Limitations. The residential proxies dataset was collected
between July 2017 and March 2018, while our blacklisting
analysis is done in 2019. Such an observation/analysis time
difference could introduce some false alarms on the number
of blacklisted residential proxies since an IP address could
be associated with a residential proxy for a specific period of
time (e.g., during the data observation/collection time) and
then being associated with malicious activities later (e.g.,
during the blacklisting analysis). In this study, the reported
results do not take such a scenario into consideration given
the limitations in investigating the period when the IPs acted
as a residential proxy and the lack of information by the
blacklisting services on the date in which an IP address was
added to a certain blacklist. Given the large-scale dataset of
proxies used in this study, consisting of 1,045,468 open prox-
ies and 6,419,987 residential proxies (a total of 7,465,455
proxies), the impact of such limitation becomes less obvious,
and therefore the analysis provides insights into the general
behavior of the proxy ecosystem.
Country-level Analysis. Leveraging the blacklist services,
we check if an open or residential proxy is present in any
of the above blacklists. Among them, we then check if it is
a proven spam, or if it shown to be involved in an attack,
and if it has a vulnerability that can be exploited for future
spam activities. Table 5 shows the results of the open proxies
analysis.

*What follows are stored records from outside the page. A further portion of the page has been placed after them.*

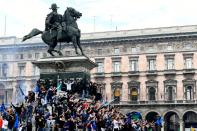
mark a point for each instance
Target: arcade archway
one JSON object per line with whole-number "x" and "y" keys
{"x": 2, "y": 93}
{"x": 171, "y": 121}
{"x": 190, "y": 120}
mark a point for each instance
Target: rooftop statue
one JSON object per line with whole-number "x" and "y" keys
{"x": 59, "y": 28}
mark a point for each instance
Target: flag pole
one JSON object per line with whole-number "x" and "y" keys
{"x": 5, "y": 26}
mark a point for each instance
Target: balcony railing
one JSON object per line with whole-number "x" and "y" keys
{"x": 163, "y": 102}
{"x": 189, "y": 71}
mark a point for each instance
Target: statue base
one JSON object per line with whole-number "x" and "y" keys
{"x": 64, "y": 67}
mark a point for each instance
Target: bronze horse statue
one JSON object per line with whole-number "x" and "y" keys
{"x": 67, "y": 32}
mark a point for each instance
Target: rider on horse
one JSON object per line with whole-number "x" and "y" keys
{"x": 53, "y": 19}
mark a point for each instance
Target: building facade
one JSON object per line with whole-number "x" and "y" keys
{"x": 151, "y": 71}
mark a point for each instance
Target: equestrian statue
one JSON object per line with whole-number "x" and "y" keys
{"x": 59, "y": 28}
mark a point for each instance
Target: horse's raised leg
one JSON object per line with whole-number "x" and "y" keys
{"x": 74, "y": 41}
{"x": 59, "y": 52}
{"x": 50, "y": 52}
{"x": 79, "y": 45}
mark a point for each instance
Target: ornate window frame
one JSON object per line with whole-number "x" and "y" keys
{"x": 116, "y": 59}
{"x": 186, "y": 56}
{"x": 154, "y": 84}
{"x": 100, "y": 60}
{"x": 115, "y": 85}
{"x": 167, "y": 57}
{"x": 133, "y": 84}
{"x": 192, "y": 83}
{"x": 170, "y": 83}
{"x": 134, "y": 58}
{"x": 151, "y": 57}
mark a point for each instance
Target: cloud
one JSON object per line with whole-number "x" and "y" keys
{"x": 23, "y": 15}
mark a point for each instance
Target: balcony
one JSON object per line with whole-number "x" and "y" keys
{"x": 116, "y": 74}
{"x": 170, "y": 72}
{"x": 190, "y": 71}
{"x": 151, "y": 73}
{"x": 99, "y": 75}
{"x": 133, "y": 73}
{"x": 158, "y": 103}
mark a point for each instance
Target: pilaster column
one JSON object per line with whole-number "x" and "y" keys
{"x": 163, "y": 124}
{"x": 181, "y": 122}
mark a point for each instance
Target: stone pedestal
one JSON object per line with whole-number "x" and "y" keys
{"x": 65, "y": 67}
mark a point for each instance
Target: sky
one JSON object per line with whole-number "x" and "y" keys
{"x": 21, "y": 16}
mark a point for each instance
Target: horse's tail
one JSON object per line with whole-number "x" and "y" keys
{"x": 33, "y": 33}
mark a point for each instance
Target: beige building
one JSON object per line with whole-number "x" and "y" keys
{"x": 152, "y": 71}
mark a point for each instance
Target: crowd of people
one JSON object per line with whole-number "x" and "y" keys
{"x": 70, "y": 105}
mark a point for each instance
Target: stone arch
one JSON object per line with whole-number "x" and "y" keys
{"x": 189, "y": 83}
{"x": 175, "y": 111}
{"x": 135, "y": 87}
{"x": 188, "y": 111}
{"x": 116, "y": 88}
{"x": 170, "y": 89}
{"x": 189, "y": 119}
{"x": 146, "y": 114}
{"x": 152, "y": 84}
{"x": 171, "y": 121}
{"x": 2, "y": 93}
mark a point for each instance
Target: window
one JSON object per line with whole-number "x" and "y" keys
{"x": 134, "y": 65}
{"x": 4, "y": 57}
{"x": 133, "y": 49}
{"x": 37, "y": 55}
{"x": 151, "y": 93}
{"x": 169, "y": 47}
{"x": 134, "y": 94}
{"x": 100, "y": 67}
{"x": 44, "y": 55}
{"x": 99, "y": 51}
{"x": 2, "y": 93}
{"x": 188, "y": 63}
{"x": 21, "y": 56}
{"x": 21, "y": 69}
{"x": 35, "y": 70}
{"x": 117, "y": 51}
{"x": 169, "y": 61}
{"x": 117, "y": 94}
{"x": 67, "y": 53}
{"x": 170, "y": 64}
{"x": 4, "y": 70}
{"x": 151, "y": 64}
{"x": 170, "y": 93}
{"x": 29, "y": 56}
{"x": 189, "y": 93}
{"x": 116, "y": 66}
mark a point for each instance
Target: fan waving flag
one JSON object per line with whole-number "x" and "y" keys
{"x": 159, "y": 121}
{"x": 136, "y": 116}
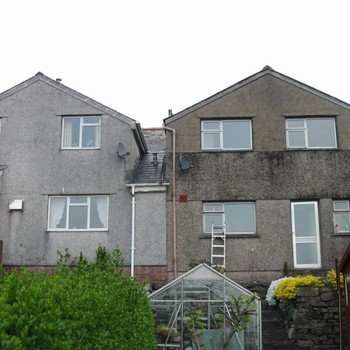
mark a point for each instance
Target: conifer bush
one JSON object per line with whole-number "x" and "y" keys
{"x": 89, "y": 306}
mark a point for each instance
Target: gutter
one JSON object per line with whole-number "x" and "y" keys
{"x": 133, "y": 204}
{"x": 174, "y": 202}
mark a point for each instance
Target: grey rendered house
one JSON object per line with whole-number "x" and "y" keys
{"x": 66, "y": 162}
{"x": 268, "y": 161}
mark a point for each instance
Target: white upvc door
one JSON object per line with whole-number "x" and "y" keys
{"x": 306, "y": 235}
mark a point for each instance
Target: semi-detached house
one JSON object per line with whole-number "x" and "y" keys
{"x": 266, "y": 162}
{"x": 67, "y": 166}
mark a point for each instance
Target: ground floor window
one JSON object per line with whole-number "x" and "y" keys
{"x": 306, "y": 235}
{"x": 78, "y": 213}
{"x": 341, "y": 215}
{"x": 238, "y": 217}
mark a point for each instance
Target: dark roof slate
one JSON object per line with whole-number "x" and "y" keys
{"x": 151, "y": 167}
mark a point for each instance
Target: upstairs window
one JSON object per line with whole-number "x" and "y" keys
{"x": 311, "y": 133}
{"x": 81, "y": 132}
{"x": 234, "y": 134}
{"x": 78, "y": 213}
{"x": 238, "y": 217}
{"x": 341, "y": 216}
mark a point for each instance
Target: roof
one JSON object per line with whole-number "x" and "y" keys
{"x": 151, "y": 166}
{"x": 134, "y": 125}
{"x": 267, "y": 70}
{"x": 202, "y": 272}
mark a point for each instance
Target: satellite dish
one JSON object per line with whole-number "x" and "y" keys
{"x": 122, "y": 151}
{"x": 184, "y": 164}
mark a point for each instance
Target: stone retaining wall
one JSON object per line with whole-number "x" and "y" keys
{"x": 312, "y": 320}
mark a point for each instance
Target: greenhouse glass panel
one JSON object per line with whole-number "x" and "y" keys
{"x": 197, "y": 308}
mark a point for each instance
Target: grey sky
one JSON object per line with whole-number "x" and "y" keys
{"x": 142, "y": 58}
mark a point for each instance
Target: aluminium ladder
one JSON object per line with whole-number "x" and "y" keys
{"x": 218, "y": 245}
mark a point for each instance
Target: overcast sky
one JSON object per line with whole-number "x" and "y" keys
{"x": 144, "y": 57}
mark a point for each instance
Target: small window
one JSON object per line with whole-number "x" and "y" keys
{"x": 341, "y": 215}
{"x": 78, "y": 213}
{"x": 311, "y": 133}
{"x": 81, "y": 132}
{"x": 227, "y": 134}
{"x": 238, "y": 217}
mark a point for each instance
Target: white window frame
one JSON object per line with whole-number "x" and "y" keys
{"x": 69, "y": 205}
{"x": 345, "y": 211}
{"x": 221, "y": 211}
{"x": 304, "y": 130}
{"x": 306, "y": 239}
{"x": 82, "y": 125}
{"x": 220, "y": 132}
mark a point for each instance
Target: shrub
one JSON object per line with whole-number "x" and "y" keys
{"x": 287, "y": 289}
{"x": 331, "y": 279}
{"x": 89, "y": 306}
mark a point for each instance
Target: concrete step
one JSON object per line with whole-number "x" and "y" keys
{"x": 274, "y": 336}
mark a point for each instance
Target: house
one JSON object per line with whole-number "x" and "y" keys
{"x": 265, "y": 163}
{"x": 66, "y": 178}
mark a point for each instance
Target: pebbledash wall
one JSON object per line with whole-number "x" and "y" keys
{"x": 312, "y": 320}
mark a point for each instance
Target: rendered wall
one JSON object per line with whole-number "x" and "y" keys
{"x": 37, "y": 167}
{"x": 270, "y": 175}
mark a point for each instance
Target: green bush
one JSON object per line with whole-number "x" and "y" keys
{"x": 89, "y": 306}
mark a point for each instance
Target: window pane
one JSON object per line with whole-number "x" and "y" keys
{"x": 90, "y": 136}
{"x": 58, "y": 215}
{"x": 212, "y": 207}
{"x": 296, "y": 139}
{"x": 78, "y": 217}
{"x": 91, "y": 120}
{"x": 304, "y": 217}
{"x": 209, "y": 219}
{"x": 78, "y": 199}
{"x": 71, "y": 130}
{"x": 295, "y": 123}
{"x": 237, "y": 134}
{"x": 240, "y": 217}
{"x": 98, "y": 212}
{"x": 306, "y": 253}
{"x": 210, "y": 125}
{"x": 342, "y": 220}
{"x": 211, "y": 140}
{"x": 321, "y": 133}
{"x": 341, "y": 205}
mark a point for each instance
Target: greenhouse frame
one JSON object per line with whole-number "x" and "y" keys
{"x": 205, "y": 310}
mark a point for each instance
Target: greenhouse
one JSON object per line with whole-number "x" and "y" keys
{"x": 204, "y": 310}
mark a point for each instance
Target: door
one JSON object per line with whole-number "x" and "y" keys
{"x": 306, "y": 236}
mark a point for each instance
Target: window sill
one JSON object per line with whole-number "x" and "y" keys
{"x": 225, "y": 150}
{"x": 81, "y": 149}
{"x": 313, "y": 149}
{"x": 77, "y": 231}
{"x": 230, "y": 236}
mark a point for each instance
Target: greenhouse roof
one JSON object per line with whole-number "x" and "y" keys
{"x": 203, "y": 275}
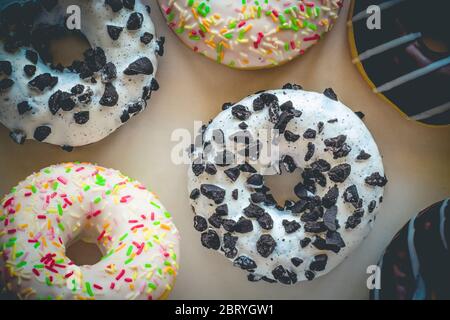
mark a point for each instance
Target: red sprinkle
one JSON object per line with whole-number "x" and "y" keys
{"x": 137, "y": 227}
{"x": 120, "y": 275}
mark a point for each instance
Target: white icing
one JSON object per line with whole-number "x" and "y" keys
{"x": 241, "y": 52}
{"x": 95, "y": 16}
{"x": 35, "y": 220}
{"x": 315, "y": 108}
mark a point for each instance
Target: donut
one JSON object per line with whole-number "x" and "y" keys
{"x": 53, "y": 208}
{"x": 416, "y": 264}
{"x": 398, "y": 62}
{"x": 341, "y": 183}
{"x": 88, "y": 100}
{"x": 250, "y": 34}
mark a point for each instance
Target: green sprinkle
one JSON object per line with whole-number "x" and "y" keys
{"x": 155, "y": 205}
{"x": 60, "y": 210}
{"x": 123, "y": 237}
{"x": 130, "y": 249}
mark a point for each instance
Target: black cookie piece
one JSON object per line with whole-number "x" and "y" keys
{"x": 290, "y": 226}
{"x": 41, "y": 133}
{"x": 81, "y": 117}
{"x": 23, "y": 107}
{"x": 109, "y": 72}
{"x": 329, "y": 93}
{"x": 296, "y": 261}
{"x": 243, "y": 225}
{"x": 329, "y": 218}
{"x": 265, "y": 221}
{"x": 330, "y": 198}
{"x": 29, "y": 70}
{"x": 222, "y": 210}
{"x": 255, "y": 180}
{"x": 210, "y": 240}
{"x": 195, "y": 193}
{"x": 309, "y": 134}
{"x": 290, "y": 136}
{"x": 140, "y": 66}
{"x": 31, "y": 56}
{"x": 233, "y": 173}
{"x": 284, "y": 276}
{"x": 135, "y": 21}
{"x": 376, "y": 180}
{"x": 198, "y": 168}
{"x": 310, "y": 152}
{"x": 110, "y": 96}
{"x": 265, "y": 245}
{"x": 114, "y": 32}
{"x": 321, "y": 165}
{"x": 213, "y": 192}
{"x": 244, "y": 263}
{"x": 340, "y": 172}
{"x": 210, "y": 169}
{"x": 319, "y": 263}
{"x": 363, "y": 155}
{"x": 200, "y": 223}
{"x": 146, "y": 38}
{"x": 253, "y": 211}
{"x": 240, "y": 112}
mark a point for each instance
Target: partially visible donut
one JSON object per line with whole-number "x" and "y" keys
{"x": 416, "y": 264}
{"x": 250, "y": 34}
{"x": 89, "y": 100}
{"x": 341, "y": 183}
{"x": 396, "y": 61}
{"x": 52, "y": 208}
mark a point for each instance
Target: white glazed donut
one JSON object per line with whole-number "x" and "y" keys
{"x": 341, "y": 180}
{"x": 250, "y": 34}
{"x": 89, "y": 100}
{"x": 49, "y": 210}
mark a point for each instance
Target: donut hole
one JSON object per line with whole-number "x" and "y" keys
{"x": 282, "y": 185}
{"x": 84, "y": 253}
{"x": 57, "y": 46}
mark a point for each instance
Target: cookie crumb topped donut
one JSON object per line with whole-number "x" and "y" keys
{"x": 60, "y": 204}
{"x": 250, "y": 34}
{"x": 88, "y": 100}
{"x": 341, "y": 182}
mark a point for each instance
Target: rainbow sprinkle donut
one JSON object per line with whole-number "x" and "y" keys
{"x": 250, "y": 34}
{"x": 51, "y": 209}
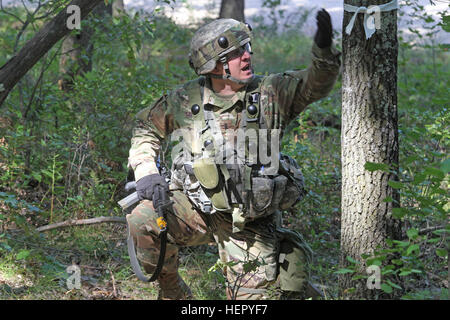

We observe that China has the highest number of
IPs included in the blacklisting services, i.e., 94.24% of
all the open proxies in the country. Additionally, it also
has the highest number of proxies shown to be involved in
spam activities and attack sources around the globe, and is
the second country by the number of vulnerable sources.
However, it has less than one percent vulnerable proxies.
On the other hand, Iran stands at number 10 among the
most blacklisted source-countries with 93% of its open
proxies blacklisted, but is at the sixth position in the countries
involved in attack sources and vulnerable sources. Other
noteworthy countries and regions are Thailand and Taiwan,
with almost 99.5% and 98% of their open proxies blacklisted,
respectively. Conversely, the USA, although is at the third
position in the number of blacklisted open proxies, it only
represents 55.5% of its open proxies, which makes it the
least blacklisted country by the percent representation. On the
other hand, the analysis of residential IP addresses in Table 6
reveal that every country (except Ukraine and Australia) in
VOLUME 4, 2016 7
This work is licensed under a Creative Commons Attribution 4.0 License. For more information, see https://creativecommons.org/licenses/by/4.0/.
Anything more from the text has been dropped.